Who will help with inflammation of the salivary gland?

There can be several reasons for feeling unwell. And it is not always clear which doctor to contact with this or that ailment. Our expert will help you navigate. In order to get a complete answer, in the comments to this article you need:

  • summarize the main symptoms;
  • to make the question as specific as possible;
  • write a question in the comments below this article.

You will find the answers to the questions in the next issue of the heading “ What kind of doctor do I need? "

Question: How to treat inflammation of the salivary gland and who to contact with this disease?

Inflammation of one or more salivary glands - sialoadenitis. As a rule, it is accompanied by facial edema, soreness, and other symptoms and can lead to the formation of a purulent cavity, hardening of the gland, and even the development of a tumor process.

According to the localization of the salivary glands, one can distinguish: 

  • Parotitis (inflammation of the parotid gland), 
  • Sublinguitis (inflammation of the sublingual gland), 
  • Submaxillitis (inflammation of the submandibular gland), 
  • Macrosialoadenitis (inflammation of the large salivary glands), 
  • Microsialoadenitis (inflammation of the small salivary glands).

 

The main symptoms of sialoadenitis include:

  • Pain while chewing;
  • Difficulty opening the mouth;
  • Redness, swelling of the cheek or neck;
  • Dry mucous membranes;
  • Unpleasant taste in the mouth and impaired taste perception;
  • General deterioration in well-being.

Sialoadenitis can be specific (with tuberculosis, syphilis, actinomycosis) and nonspecific (bacterial and viral). Bacterial sialoadenitis occurs more often in the presence of foci of acute or chronic infection of the oral cavity, can be caused by staphylococci, streptococci, as well as bacteria of anaerobic microflora (caries, pulpitis, periodontitis, tonsillitis, etc.). Viral sialoadenitis is a consequence of exposure to viral agents: influenza virus, Epstein-Barr virus, cytomegalovirus, herpes, adenovirus.

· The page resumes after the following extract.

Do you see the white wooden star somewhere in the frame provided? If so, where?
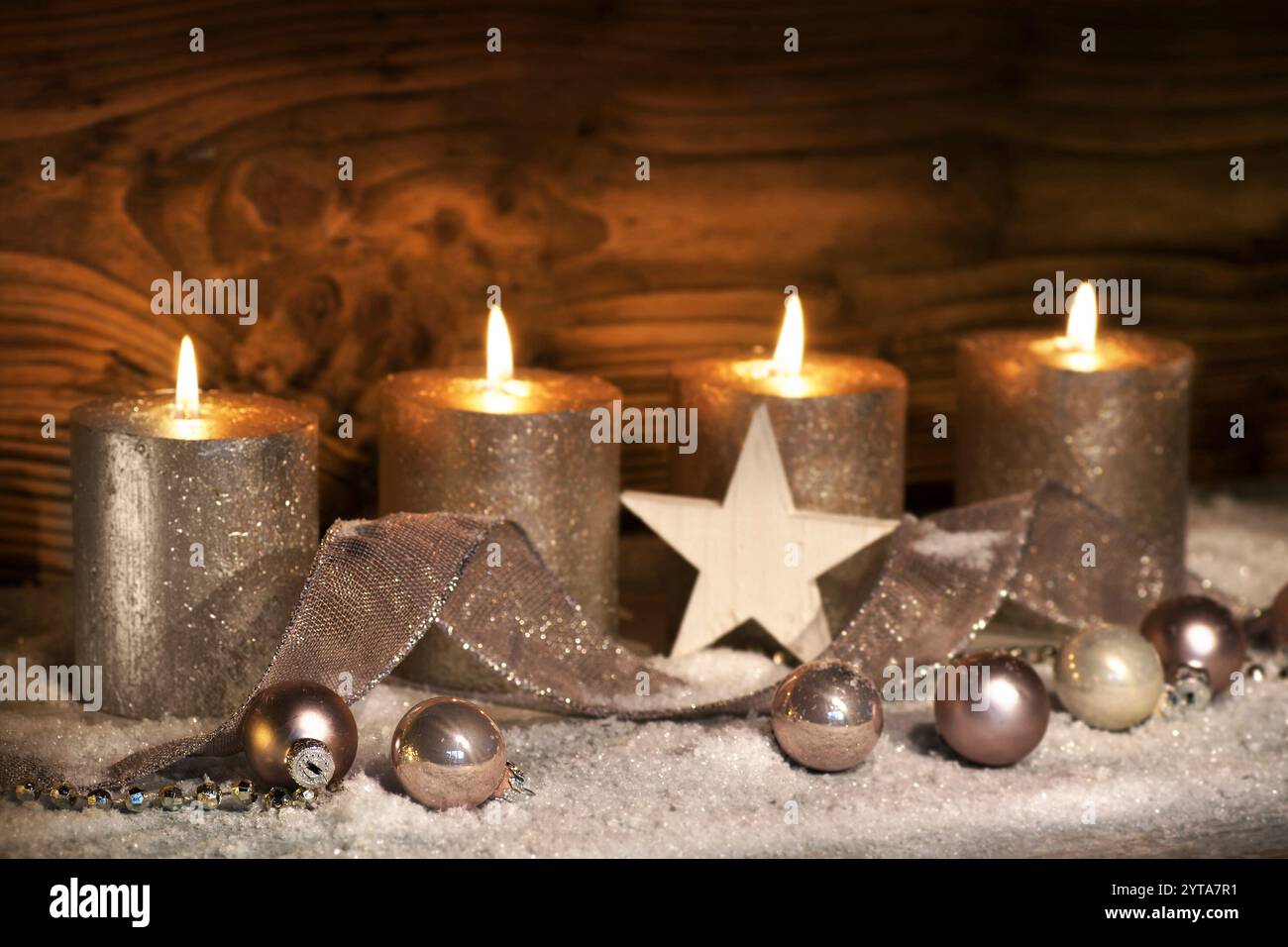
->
[622,404,899,661]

The patient needs to consult a dentist-surgeon, a specialist will conduct an examination and diagnostics, choose a treatment strategy (conservative or surgical), and, if necessary, refer to a maxillofacial surgeon for consultation.

 

Question: Hair falls out a lot. Thyroid hormones are normal. Who should you contact?

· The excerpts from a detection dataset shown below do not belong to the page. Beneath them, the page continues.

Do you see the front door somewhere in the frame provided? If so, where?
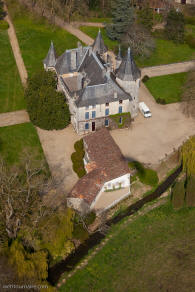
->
[92,122,95,131]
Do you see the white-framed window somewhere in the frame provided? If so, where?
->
[85,123,89,130]
[105,119,109,127]
[85,112,89,120]
[92,111,96,119]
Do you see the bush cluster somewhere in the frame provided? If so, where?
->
[25,70,70,130]
[129,161,158,186]
[185,34,195,49]
[0,20,9,30]
[73,212,96,242]
[71,139,86,178]
[172,180,185,210]
[172,175,195,210]
[156,97,166,104]
[142,75,150,83]
[185,16,195,25]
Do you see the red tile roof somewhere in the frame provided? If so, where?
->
[68,128,129,204]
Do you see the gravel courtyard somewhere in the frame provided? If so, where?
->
[111,84,195,165]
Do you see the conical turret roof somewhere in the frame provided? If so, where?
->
[92,30,108,55]
[116,45,122,61]
[116,48,141,81]
[43,42,57,67]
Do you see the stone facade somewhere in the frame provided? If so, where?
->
[44,32,141,134]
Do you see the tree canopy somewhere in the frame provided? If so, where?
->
[0,0,6,20]
[25,70,70,130]
[106,0,134,40]
[165,9,185,43]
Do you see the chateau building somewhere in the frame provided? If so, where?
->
[43,31,141,134]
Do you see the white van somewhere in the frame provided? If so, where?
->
[139,102,152,118]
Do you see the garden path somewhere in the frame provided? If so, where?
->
[5,5,28,86]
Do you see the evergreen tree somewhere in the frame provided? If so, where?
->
[25,71,70,130]
[106,0,134,40]
[0,0,6,20]
[137,5,153,31]
[165,9,185,43]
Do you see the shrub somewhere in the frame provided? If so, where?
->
[172,180,185,210]
[0,20,9,30]
[25,71,70,130]
[74,139,84,152]
[85,212,96,225]
[128,161,158,186]
[165,9,185,43]
[156,97,166,104]
[185,16,195,25]
[9,240,48,280]
[71,139,86,178]
[138,168,158,186]
[185,34,195,49]
[142,75,150,83]
[73,223,89,242]
[186,175,195,207]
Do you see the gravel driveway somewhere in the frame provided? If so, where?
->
[111,84,195,164]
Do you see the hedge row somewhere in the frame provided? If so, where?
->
[71,139,86,178]
[172,176,195,210]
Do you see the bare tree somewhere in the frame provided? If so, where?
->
[0,158,51,240]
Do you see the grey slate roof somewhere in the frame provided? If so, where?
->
[55,47,88,75]
[92,30,108,55]
[75,73,132,107]
[116,48,141,81]
[43,42,57,67]
[78,48,106,85]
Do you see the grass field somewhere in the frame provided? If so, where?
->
[0,29,25,113]
[186,24,195,38]
[145,73,187,103]
[59,203,195,292]
[0,123,45,165]
[8,0,78,75]
[81,17,112,23]
[137,39,195,67]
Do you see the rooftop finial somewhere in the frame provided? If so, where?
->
[117,45,122,59]
[127,47,131,59]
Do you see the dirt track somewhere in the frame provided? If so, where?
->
[5,6,28,86]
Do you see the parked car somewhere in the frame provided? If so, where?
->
[139,102,152,118]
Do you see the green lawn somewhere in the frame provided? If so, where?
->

Pathological hair loss - alopecia. The most common type of hair loss is diffuse telogen hair loss. As a rule, this leads to a decrease in hair volume but does not lead to complete hair loss.

 

Recall that telogen is the phase of shedding. In this phase, the hair papilla is torn off from the vessel feeding it and the nerve endings. The reasons for this hair loss:

  • Deficiency states: 
    • Anemia (due to blood loss in case of menstrual irregularities, heavy menstruation, etc.),
    • Latent iron deficiency,
    • Deficiency of a number of vitamins and minerals in the body, 
    • Lack of protein, etc .;
  • Endocrine changes;
  • Prolonged stress;
  • Transferred infectious diseases, etc.

The second most common type of hair loss is androgenic (or androgenetic) alopecia - hereditary progressive hair loss in men and women under the influence of male sex hormones - androgens. In men, there is a shift of the forehead hairline upward within 1 cm, and then hair thinning in the bald patches and the advancement of the hair thinning zone to the crown and parietal region, followed by complete baldness of these areas.

In women, complete baldness is not observed, but hair thinning in the fronto-parietal zone is noted, the central part visually becomes wider. As a rule, with this type of alopecia, women have endocrine disorders (polycystic ovary syndrome, adrenal diseases, etc.), and in addition to hair loss on the head, their increased growth in other parts of the body, the appearance of acne, and menstrual irregularities are noted.

 

More rare types of alopecia include:

  • Alopecia areata, which is more common in children and adolescents, is due to the fact that the immune system mistakenly attacks the hair follicles;
  • Anagen hair loss (hair loss in the anagen / growth phase as a result of chemotherapy);
  • Cicatricial alopecia due to diseases such as discoid lupus erythematosus, scleroderma, lichen planus, etc.;
  • Alopecia as a result of infectious diseases: 
    • Trichophytosis, 
    • Microsporia.

The patient should consult a trichologist. The specialist will conduct an examination and specialized studies - trichoscopy and phototrichogram, if necessary, refer to other narrow specialists (endocrinologist, gynecologist, etc.) and to additional research methods, including clinical, laboratory and biochemical methods.